Dreißig Meter hoch stiegen die Flammen! Was so erstklassiges Flugbenzin ist, das brennt vielleicht!
Kiste um Kiste flog in das Feuerchen! Die Männer, welche da arbeiteten, schwitzten. Sie ließen ein paar Flaschen Bourbon kreisen und sangen wüste Lieder. Immer neue Laster brachten immer neue Kisten. Andere Laster (vier insgesamt) rollten in einiger Entfernung an dem Feuerchen vorüber, verschwanden in der Dunkelheit, kehrten wieder nach einer Weile und rollten durch den Eingang B zu der ›Flying Fortress‹. Die elektrische Beleuchtung bei Eingang B war aus unerklärlichen Gründen gerade in dieser Nacht ausgefallen.

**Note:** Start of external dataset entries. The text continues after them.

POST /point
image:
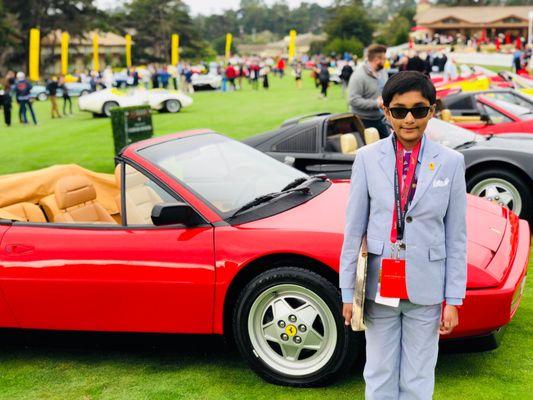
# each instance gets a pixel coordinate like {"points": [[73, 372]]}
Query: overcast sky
{"points": [[207, 7]]}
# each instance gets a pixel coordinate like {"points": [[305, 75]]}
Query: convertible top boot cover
{"points": [[32, 186]]}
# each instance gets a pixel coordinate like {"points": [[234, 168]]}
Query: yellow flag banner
{"points": [[35, 39], [292, 45], [64, 53], [175, 55], [229, 38], [96, 59], [128, 51]]}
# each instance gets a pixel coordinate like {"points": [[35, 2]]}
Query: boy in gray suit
{"points": [[408, 197]]}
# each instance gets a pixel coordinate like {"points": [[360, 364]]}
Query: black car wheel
{"points": [[108, 105], [505, 188], [289, 327]]}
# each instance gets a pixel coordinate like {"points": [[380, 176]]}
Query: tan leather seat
{"points": [[75, 196], [28, 212], [140, 198], [49, 205], [446, 115], [371, 135], [348, 143]]}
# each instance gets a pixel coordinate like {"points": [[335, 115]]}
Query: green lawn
{"points": [[72, 366]]}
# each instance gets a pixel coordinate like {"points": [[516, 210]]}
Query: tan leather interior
{"points": [[27, 212], [446, 115], [49, 205], [140, 198], [75, 196], [348, 143], [371, 135]]}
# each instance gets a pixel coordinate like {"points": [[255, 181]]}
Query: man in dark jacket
{"points": [[22, 94]]}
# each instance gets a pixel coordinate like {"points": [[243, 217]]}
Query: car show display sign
{"points": [[130, 124]]}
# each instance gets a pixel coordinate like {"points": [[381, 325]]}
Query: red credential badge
{"points": [[392, 282]]}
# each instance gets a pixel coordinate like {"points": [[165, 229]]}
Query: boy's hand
{"points": [[450, 319]]}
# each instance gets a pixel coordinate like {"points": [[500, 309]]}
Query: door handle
{"points": [[19, 249]]}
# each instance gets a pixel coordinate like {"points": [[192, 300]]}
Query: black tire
{"points": [[348, 343], [523, 188], [108, 105], [172, 106]]}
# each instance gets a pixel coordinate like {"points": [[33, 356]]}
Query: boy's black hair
{"points": [[409, 81]]}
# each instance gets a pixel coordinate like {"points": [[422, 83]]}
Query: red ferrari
{"points": [[496, 116], [210, 236]]}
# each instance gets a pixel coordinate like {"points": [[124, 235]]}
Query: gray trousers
{"points": [[402, 346]]}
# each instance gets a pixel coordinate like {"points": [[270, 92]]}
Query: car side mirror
{"points": [[175, 213], [485, 118]]}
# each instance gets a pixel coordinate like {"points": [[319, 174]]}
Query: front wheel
{"points": [[108, 105], [505, 188], [289, 327], [172, 106]]}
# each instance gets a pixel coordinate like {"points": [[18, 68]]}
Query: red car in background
{"points": [[215, 237], [492, 115]]}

Die Männer in der ›Flying Fortress‹ hoben, behutsam wie Gehirnchirurgen, Kiste nach Kiste auf die vier Laster, die von Jakob und seinen MP-Freunden gefahren wurden. Ein Haufen andere Männer – von Tommy Lewis überwacht – wuchteten andere Kisten auf andere Laster – alles, was sich an Holz und Kartons hinter der Mess Hall des Airfield bereits zu bedrohlichen Höhen schichtete: leere Holzkisten und Pappschachteln, in denen Verpflegung, geistige und ungeistige Getränke, Zigaretten, Zigarren, Schallplatten, die Bücher der Fliegerhorst-Bibliothek angeliefert worden waren – ein Skandal, wie es da hinter der Mess Hall aussah. Da mußte wirklich mal Ordnung gemacht werden, meinten Tommy Lewis und Jakob Formann. Natürlich fuhren auch Laster mit Flugbenzin hinaus auf den wüsten Acker unter dem Tor B, das seit Adolf Hitlers Tod nicht mehr geöffnet worden war. Pfeifend, saufend, ein munteres Liedchen auf den Lippen – so arbeitete die zweite Mannschaft fröhlicher Dinge.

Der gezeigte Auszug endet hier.